CD: What do you call this?

RP: Raphael's eggplant rollentini.

SI: You grow your own tomatoes?

RP: Yeah, sure. Last year, my wife made 46 cases of jarred tomatoes.

SI: That's a lot of tomatoes!

RP: She's using tomatoes from the year before! That's a lot to make? 46 cases! She goes home and does it at night. (She works at the winery during the day.) And she uses fresh basil.

SI: You grow that as well?

RP: Oh, yeah. And it's the best marinara. We use it for pizza? everything. I make my own ravioli and manicotti. Last week, I made fettucini 'cause I was tired!

PP: It's easier to make fettucini; ravioli is a little more work.
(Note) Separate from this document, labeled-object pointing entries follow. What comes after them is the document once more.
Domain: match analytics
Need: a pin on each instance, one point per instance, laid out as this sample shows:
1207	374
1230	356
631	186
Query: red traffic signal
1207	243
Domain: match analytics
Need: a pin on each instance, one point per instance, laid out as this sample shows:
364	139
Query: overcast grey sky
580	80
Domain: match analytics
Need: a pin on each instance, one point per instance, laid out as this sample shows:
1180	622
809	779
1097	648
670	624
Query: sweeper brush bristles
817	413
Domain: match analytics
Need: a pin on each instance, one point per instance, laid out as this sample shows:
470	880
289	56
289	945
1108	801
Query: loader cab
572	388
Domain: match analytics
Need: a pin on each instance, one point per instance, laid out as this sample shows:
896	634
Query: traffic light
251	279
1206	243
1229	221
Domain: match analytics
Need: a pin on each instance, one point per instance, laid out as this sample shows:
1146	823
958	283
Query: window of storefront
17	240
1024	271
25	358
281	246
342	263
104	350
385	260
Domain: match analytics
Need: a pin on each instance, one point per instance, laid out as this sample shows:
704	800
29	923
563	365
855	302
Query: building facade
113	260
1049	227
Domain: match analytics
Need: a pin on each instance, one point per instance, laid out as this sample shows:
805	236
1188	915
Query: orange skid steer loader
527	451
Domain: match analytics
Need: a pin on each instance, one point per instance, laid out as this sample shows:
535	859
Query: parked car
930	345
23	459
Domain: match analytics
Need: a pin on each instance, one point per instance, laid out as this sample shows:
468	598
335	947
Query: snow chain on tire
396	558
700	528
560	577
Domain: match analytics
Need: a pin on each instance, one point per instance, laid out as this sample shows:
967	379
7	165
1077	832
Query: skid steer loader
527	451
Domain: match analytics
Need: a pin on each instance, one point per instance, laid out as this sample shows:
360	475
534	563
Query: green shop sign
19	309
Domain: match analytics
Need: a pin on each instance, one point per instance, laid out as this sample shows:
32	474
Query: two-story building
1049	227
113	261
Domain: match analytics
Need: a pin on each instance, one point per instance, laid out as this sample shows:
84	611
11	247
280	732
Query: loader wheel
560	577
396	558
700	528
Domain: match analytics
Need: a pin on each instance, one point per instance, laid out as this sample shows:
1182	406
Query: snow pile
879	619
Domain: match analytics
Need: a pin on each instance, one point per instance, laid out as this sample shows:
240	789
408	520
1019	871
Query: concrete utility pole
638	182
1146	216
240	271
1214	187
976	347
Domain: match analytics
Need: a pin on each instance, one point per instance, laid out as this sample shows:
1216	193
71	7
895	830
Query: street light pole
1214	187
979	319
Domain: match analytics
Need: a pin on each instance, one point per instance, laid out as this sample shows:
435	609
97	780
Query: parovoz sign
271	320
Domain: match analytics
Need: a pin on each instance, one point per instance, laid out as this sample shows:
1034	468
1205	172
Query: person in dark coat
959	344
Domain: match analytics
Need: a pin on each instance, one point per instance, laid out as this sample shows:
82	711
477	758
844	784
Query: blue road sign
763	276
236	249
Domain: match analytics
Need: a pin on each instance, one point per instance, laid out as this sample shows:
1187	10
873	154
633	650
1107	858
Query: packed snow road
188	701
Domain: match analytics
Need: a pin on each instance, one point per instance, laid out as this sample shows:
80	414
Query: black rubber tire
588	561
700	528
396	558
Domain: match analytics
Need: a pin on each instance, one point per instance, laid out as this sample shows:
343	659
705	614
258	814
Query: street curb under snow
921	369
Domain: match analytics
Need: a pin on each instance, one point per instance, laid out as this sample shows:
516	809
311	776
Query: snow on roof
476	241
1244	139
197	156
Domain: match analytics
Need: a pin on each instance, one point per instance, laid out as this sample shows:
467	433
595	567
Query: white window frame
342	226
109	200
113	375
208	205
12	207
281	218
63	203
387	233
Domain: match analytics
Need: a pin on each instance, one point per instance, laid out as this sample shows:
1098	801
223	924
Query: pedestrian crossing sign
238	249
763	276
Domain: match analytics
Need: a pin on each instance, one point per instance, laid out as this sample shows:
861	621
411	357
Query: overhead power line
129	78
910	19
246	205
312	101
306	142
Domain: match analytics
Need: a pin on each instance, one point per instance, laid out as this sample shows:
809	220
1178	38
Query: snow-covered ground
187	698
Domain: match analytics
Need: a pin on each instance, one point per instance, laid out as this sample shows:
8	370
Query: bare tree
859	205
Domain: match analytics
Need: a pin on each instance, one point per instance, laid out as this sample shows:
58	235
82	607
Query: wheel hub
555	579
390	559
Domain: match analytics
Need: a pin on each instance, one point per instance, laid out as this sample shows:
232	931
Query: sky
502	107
SI: You make your pasta from scratch?

RP: You know something? I always made the pasta. We had the restaurant. We had the big ring, the flour, the egg, a little salt, a little olive oil. I never measured nothing. My wife taught me. You know how she does it now? Blender! Two little cups of flour, two eggs, a little salt, the olive oil? Whirrrrrr! It makes a ball!! It's fast. You take it out and do it again, and again. I make ten of them.

PP: There's a huge difference when you make it yourself. It's so light.

RP: Some like it heavy. We like it light. You want to try some Port?

SI: (I can't struggle to resist)

CD: How do you get Port so sweet?

RP: We stop the fermentation. And it's fortified. All port wines should be 20-21% alcohol. To get it to 20-21% alcohol, we add wine spirits which we get from California. It's 190 proof. You want to try some of that? Laughs)

SI: (I definitely prefer Port to 190 proof) I've had 190 proof, as Everclear?. It doesn't have a taste. It sucks all of the water out of your tongue! You can get it in the Midwest. It's good for cleaning lenses and tape decks!

RP: You want a little Chardonnay?

SI: Sure!

CD: This doesn't taste overly woody. Of course, this is after we've tasted the reds.

RP: We have one Chardonnay, 1996; it tastes really woody. I prefer it not as woody. Some people like that, though. I don't like it. You know something? We hand-pick everything here? No machines. We get the kids, everyone. It scares a lot of people to pick by hand. But, really it's no big deal. The first grapes you pick are the champagne grapes, the Cardonnay. What else do you want to try?

SI: (Everything? again and again, but….) We need to take some pictures of you and the gift packs.

RP: Sure!

SI:With that, our interview was concluded, but we know that's not the last time we'll be going to Pugliese. The wine is excellent, the tasting room filled full with beautiful photographs, and the style is pure Famiglia Italiana!